Computer Technology Limited

[2] The Modular One was a 16-bit computer built with Emitter Coupled Logic (ECL) and was competitive with other first generation minicomputers.

A key feature, from which it derived its name, was that it was composed of separate processor, memory and peripheral modules sharing a common interface and physical form factor, so allowing them to be put together in any combination, housed one or two high in modular racking.

Every interaction over these interfaces comprised a 3-way handshake, which in the case of a processor accessing a memory module, consisted of send address, receive data, and send new data, a scheme well suited to the destructive read followed by rewrite required by magnetic-core memory of the time.

Processors naturally had a number of interface slots bussed together, allowing connection to memory and peripheral modules as required.

[3] Distinctive features of the processor were memory-mapped I/O and an early version of segmented memory (similar to the later Intel 8086 but having both base and limit).

Many universities were equipped with Modular One systems, in part due to the government of the time having a 'buy British' policy.

[5] Acting as a front-end processor for the ICL 1900 mainframe, driving multiple online terminals or as a remote batch job entry station, was a major market for the Modular One.
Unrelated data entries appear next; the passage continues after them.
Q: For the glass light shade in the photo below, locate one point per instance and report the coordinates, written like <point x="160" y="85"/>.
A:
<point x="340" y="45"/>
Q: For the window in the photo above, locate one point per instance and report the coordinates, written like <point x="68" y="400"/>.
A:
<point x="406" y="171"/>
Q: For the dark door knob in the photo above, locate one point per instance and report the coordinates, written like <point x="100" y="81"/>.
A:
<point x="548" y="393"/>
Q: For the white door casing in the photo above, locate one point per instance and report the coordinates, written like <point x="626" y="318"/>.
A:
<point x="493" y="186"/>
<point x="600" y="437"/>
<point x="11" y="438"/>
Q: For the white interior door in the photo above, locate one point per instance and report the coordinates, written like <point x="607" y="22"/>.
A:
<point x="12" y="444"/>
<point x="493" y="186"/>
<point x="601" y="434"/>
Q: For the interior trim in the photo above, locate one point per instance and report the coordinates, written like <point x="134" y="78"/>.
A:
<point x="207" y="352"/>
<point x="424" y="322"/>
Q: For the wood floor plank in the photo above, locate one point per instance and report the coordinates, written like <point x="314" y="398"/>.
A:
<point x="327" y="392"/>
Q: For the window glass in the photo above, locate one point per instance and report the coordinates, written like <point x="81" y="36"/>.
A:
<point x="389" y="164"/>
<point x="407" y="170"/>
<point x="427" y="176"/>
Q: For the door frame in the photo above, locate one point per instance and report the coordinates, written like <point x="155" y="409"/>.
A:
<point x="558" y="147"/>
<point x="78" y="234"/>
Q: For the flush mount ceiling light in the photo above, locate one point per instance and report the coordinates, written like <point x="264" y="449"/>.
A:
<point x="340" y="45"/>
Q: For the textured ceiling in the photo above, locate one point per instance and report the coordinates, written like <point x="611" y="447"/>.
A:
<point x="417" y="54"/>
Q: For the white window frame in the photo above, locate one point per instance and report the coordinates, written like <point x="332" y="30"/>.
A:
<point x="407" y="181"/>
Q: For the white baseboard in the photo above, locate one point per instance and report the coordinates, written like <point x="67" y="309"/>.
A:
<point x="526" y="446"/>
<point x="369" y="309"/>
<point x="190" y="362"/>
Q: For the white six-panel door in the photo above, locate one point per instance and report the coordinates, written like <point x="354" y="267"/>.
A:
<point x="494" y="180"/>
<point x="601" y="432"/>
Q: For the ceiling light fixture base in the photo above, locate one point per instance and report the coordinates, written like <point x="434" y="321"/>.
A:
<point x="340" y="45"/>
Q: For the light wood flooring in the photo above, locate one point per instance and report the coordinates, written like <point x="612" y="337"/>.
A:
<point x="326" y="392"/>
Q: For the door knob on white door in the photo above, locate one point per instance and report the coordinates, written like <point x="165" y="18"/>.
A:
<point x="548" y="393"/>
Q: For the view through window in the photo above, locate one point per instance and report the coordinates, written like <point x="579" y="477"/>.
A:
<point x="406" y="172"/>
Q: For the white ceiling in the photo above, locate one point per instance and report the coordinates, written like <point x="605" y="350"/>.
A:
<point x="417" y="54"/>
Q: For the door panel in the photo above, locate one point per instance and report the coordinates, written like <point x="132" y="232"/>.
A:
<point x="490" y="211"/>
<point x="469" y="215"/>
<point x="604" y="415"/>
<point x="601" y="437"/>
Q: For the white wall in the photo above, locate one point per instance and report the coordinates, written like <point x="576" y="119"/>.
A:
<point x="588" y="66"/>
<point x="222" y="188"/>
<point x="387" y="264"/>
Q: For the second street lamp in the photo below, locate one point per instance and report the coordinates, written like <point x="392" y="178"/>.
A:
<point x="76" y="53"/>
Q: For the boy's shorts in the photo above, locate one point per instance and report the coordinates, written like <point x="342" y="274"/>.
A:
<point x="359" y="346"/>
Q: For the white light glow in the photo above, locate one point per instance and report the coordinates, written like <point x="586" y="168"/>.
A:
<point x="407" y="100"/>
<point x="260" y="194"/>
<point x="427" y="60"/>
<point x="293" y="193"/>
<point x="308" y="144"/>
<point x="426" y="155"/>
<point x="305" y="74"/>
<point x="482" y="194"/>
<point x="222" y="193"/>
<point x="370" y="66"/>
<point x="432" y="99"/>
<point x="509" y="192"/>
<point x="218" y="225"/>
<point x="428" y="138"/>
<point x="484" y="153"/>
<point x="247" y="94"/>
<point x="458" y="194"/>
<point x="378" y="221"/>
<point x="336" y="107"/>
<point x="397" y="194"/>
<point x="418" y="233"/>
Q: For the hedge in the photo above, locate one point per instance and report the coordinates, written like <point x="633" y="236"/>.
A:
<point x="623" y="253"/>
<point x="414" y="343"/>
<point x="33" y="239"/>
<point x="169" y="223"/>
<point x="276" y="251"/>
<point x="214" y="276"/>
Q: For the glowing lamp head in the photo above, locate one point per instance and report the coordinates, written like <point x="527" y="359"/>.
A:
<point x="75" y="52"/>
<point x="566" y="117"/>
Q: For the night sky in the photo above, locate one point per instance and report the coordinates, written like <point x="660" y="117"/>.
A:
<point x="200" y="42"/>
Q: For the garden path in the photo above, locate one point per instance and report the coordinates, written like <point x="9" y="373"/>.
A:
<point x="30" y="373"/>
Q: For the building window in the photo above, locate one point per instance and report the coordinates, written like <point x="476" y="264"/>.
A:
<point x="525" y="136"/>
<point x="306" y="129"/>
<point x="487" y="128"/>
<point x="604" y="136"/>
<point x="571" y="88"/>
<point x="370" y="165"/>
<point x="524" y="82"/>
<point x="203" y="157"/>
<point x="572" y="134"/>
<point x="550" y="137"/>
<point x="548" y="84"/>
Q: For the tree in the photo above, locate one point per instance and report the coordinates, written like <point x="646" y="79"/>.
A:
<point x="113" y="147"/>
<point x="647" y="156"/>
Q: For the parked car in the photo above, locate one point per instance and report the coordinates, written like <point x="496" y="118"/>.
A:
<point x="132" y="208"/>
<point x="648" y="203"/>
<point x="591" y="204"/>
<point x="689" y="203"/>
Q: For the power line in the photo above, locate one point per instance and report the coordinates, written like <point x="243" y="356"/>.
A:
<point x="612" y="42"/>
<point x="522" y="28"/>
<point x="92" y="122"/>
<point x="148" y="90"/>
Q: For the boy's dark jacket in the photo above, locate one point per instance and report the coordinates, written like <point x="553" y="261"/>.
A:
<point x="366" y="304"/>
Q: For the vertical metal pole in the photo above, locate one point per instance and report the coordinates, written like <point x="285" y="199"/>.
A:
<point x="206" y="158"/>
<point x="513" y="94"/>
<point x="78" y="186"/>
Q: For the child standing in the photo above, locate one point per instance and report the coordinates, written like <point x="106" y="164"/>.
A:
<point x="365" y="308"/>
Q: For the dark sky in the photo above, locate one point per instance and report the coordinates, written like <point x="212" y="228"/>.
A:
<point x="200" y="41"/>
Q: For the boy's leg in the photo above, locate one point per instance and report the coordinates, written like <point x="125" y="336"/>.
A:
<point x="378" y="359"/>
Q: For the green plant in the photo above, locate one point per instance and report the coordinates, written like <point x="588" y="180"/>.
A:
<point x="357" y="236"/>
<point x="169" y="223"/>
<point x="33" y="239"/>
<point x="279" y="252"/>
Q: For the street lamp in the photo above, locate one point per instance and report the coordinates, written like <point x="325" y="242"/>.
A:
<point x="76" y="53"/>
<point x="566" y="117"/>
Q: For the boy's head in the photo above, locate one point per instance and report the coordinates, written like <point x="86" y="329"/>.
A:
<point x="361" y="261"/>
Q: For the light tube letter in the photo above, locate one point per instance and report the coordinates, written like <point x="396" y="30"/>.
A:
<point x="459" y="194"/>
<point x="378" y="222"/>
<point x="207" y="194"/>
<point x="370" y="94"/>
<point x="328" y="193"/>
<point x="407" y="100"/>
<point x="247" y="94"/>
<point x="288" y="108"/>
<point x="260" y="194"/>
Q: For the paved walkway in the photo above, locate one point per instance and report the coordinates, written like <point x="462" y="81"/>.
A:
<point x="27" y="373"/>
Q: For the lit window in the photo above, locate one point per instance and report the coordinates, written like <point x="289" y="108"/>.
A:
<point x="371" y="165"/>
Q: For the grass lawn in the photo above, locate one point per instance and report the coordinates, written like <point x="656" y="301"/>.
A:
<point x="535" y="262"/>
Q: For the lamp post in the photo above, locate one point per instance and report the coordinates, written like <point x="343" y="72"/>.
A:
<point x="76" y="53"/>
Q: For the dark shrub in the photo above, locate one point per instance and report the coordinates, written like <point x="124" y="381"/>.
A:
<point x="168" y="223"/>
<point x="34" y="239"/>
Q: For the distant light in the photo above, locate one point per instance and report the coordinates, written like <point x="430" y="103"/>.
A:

E4, first in-house release around 1973, written entirely in assembler, was a multitasking kernel using Dijkstra semaphores to protect internal data structures from conflicts.

It was based on an early version of object-oriented principles, though lacking most of what are now considered essential features of the paradigm, such as inheritance.

Objects included Activities (now more commonly known as tasks or processes), Segments (of memory), Files, Semaphores and Clocks.

E4 had a primitive command line interface but a multi-access operating system known as Modus was built on top of it for much greater flexibility and ease of use.

In 1984 all the subsidiaries were merged into the holding company Information Technology Limited (ITL), replacing the CTL name.

[citation needed] The company was taken over by ACT in 1989, primarily for its customers and extensive support network, which effectively ended CTL's era as a computer manufacturer.

[1] In 1969, Computer Technology hired then up-and-coming architect Norman Foster to design their new headquarters north of London, in Hemel Hempstead.

Foster responded to the company's need for an open office plan, as well as a compressed building schedule, by designing an innovative inflatable structure or "air tent" that was critically lauded by the architectural press at the time of its unveiling.